Well done for staying on track Jane! Another day in the books 🙂
Thanks for this Kate. I really like the points and especially the emotional side on how I feel. I have learned to keep a more balanced day and control my emotions as I was using wine to celebrate or commiserate at the end of the day. I now have an AF drink or a coffee.
I also love your point on we don’t “Have to Do” I guess learning to be more gently with ourselves. I don’t want to sound sexist, but I tend to think us females are very hard on ourselves whatever our roles are in life.
We certainly are tough on ourselves sometimes – it’s easy to forget that we do have choices 🙂
I loved watching your video it makes so much sense . I Pour a drink most nights at 5/6 o’clock and really want to break the habit . I’ll try and maybe read for half an hour before tea .
I lost my mum to Covid19 last week and my dad is now in hospital , wine has been my coping mechanism but i really hate waking up with a thick head and know I’m having too much .
I need to reflect on my day and think about myself . Thank you
I’m so sorry to hear about your mum Janet. I know this is a tough time – and I hope you’re taking good care of yourself right now.
This is one of the most difficult tasks I have ever tried to complete. I am not blaming anyone except for myself and not having the endurance nor strength to get through this. First of all I have a husband who likes to drink, (he actually calls himself and functioning alcoholic), which is the truth. He or we run a very successful business and he functions daily to get through it. He is also in a lot of pain (due to arthritis, etc), and this is the way he masks the pain. So I have another step to overcome which is not easy, that if watching my husband drink and I can’t. Not too much fun for me. I just don’t k ow how to get past this one Any help would be appreciated or advice
I’m really glad I came across your blog.
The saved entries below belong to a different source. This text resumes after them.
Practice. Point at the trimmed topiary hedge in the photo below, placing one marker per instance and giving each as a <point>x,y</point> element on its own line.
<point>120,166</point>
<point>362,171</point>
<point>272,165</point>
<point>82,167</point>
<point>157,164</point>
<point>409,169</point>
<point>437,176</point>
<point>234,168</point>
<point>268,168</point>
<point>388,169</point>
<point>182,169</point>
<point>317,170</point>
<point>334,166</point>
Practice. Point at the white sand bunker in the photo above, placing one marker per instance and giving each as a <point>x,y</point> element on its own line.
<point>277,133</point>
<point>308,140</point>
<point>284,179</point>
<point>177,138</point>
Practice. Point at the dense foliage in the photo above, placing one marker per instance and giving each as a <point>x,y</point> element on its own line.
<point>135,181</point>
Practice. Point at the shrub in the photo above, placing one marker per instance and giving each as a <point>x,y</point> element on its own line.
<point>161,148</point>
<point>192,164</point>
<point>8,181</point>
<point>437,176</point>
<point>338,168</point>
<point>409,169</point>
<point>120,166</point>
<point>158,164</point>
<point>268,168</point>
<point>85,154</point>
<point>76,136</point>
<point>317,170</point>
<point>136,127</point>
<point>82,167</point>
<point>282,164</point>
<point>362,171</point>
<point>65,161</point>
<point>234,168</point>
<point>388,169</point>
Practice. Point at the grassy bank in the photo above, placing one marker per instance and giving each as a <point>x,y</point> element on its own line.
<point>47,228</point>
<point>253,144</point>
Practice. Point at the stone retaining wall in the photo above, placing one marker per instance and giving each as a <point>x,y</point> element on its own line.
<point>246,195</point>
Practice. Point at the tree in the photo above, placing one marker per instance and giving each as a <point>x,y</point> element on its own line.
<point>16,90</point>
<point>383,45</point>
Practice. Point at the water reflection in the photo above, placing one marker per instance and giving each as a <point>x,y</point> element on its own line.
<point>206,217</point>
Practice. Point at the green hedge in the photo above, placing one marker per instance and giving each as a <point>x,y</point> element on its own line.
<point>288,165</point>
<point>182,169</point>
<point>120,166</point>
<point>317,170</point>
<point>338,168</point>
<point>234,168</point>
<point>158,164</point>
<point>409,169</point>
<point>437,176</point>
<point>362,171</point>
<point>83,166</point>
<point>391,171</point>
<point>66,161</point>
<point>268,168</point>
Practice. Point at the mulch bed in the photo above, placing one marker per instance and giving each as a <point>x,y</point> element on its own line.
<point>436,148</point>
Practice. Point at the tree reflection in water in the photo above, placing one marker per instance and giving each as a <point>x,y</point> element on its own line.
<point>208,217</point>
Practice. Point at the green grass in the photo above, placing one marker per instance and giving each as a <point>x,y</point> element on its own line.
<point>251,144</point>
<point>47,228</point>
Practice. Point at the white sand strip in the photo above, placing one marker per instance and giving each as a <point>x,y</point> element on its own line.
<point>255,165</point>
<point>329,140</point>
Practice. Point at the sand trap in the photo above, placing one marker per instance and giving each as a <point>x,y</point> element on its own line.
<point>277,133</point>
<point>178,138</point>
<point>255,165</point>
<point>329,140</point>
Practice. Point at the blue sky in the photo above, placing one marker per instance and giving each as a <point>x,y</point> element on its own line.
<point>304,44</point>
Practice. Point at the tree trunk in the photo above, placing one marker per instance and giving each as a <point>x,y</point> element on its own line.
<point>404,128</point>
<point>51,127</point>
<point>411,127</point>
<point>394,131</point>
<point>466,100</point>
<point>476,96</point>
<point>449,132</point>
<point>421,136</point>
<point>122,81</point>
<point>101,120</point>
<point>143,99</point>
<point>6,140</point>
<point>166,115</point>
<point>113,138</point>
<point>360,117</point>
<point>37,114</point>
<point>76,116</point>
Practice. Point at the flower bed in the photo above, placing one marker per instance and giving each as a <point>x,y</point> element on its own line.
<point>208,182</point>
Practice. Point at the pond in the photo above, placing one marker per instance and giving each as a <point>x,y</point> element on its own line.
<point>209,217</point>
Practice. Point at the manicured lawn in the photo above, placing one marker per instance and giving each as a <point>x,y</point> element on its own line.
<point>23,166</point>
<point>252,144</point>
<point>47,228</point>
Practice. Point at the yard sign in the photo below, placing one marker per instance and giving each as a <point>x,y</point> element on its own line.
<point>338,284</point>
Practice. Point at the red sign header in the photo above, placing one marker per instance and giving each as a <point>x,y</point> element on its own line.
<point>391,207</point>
I live alone and I drink on the weekends mostly. But I try to tell myself I’m not going to drink and I end up always drinking. And I regret it the next day and I then I’m hard on myself. I have always been hard of myself even before I started Drinking. I deal with anxiety and I’m use to living a life where I am always on the go. I’m trying to get sober without having to go to AA meetings or having that label. I think my next steps are to find a hobby and just not keep alcohol in the house. I need to find away to help kick the “5pm cravings.”